This picture contrasts sharply with that of 2016, when the relaxation of the one-child policy, which would allow couples to have two children, was expected to drive up birth rates and grow the population. Last year, the government even opened the door for couples to have up to three children.
However, most Chinese millennials have decided not to have that second or now third child. Generations of only children have come to rely on the support of two sets of grandparents to help them raise their children, especially as more Chinese women have entered the workforce. Moreover, they do not see the interest or the value of siblings – a foreign concept in the country.

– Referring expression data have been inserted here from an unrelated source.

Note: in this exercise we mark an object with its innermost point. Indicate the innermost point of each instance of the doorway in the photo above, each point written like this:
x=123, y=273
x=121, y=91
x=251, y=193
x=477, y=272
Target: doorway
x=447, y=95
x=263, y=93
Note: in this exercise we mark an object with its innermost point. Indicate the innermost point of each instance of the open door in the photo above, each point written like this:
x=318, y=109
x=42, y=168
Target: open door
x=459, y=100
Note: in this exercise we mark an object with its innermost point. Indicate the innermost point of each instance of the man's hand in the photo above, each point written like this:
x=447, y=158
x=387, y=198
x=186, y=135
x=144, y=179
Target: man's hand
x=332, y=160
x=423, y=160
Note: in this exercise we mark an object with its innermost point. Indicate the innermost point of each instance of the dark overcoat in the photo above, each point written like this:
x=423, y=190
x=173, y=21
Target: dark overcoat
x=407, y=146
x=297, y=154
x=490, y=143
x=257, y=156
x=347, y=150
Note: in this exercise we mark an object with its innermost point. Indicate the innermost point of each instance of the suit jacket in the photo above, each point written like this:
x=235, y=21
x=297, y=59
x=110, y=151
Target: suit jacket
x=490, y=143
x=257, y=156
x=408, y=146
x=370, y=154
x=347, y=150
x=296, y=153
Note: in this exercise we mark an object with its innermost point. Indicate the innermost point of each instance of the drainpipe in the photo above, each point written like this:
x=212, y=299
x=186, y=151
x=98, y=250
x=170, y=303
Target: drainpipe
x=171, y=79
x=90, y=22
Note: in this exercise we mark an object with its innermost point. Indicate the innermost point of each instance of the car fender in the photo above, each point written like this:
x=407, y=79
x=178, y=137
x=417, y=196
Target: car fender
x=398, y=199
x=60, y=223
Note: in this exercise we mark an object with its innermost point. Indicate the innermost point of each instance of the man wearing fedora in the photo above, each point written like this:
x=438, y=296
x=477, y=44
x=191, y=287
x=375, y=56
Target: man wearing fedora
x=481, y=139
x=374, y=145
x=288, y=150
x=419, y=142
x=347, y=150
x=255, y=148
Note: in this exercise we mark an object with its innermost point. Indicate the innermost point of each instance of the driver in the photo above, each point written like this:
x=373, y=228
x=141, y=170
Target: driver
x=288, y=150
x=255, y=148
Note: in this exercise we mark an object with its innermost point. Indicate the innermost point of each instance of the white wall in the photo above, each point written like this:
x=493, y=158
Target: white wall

Diaper manufacturers – and their suppliers – had high hopes in the relaxation of the one-child rule and many have increased their investments in anticipation of a baby boom. Since this “boom” never happened, these manufacturers, whether local or multinational, had to focus not only on China, but also on customers throughout the Asia-Pacific region. However, declining birth rates have been a problem across the region. Indonesia, the most populous country in the region, recorded a birth rate of 17 per 1,000 compared to 18.5 five years ago. This has led businesses in the region to find creative ways to increase their sales.
In this issue, Luna Xing of the China National Household Paper Association (see page 23) reports on the operations of 11 Chinese diaper companies and how they have responded to falling birth rates. From higher-value products — targeting China’s growing middle class — to new sales and marketing channels to increased social media efforts, these companies are working overtime to sell diapers.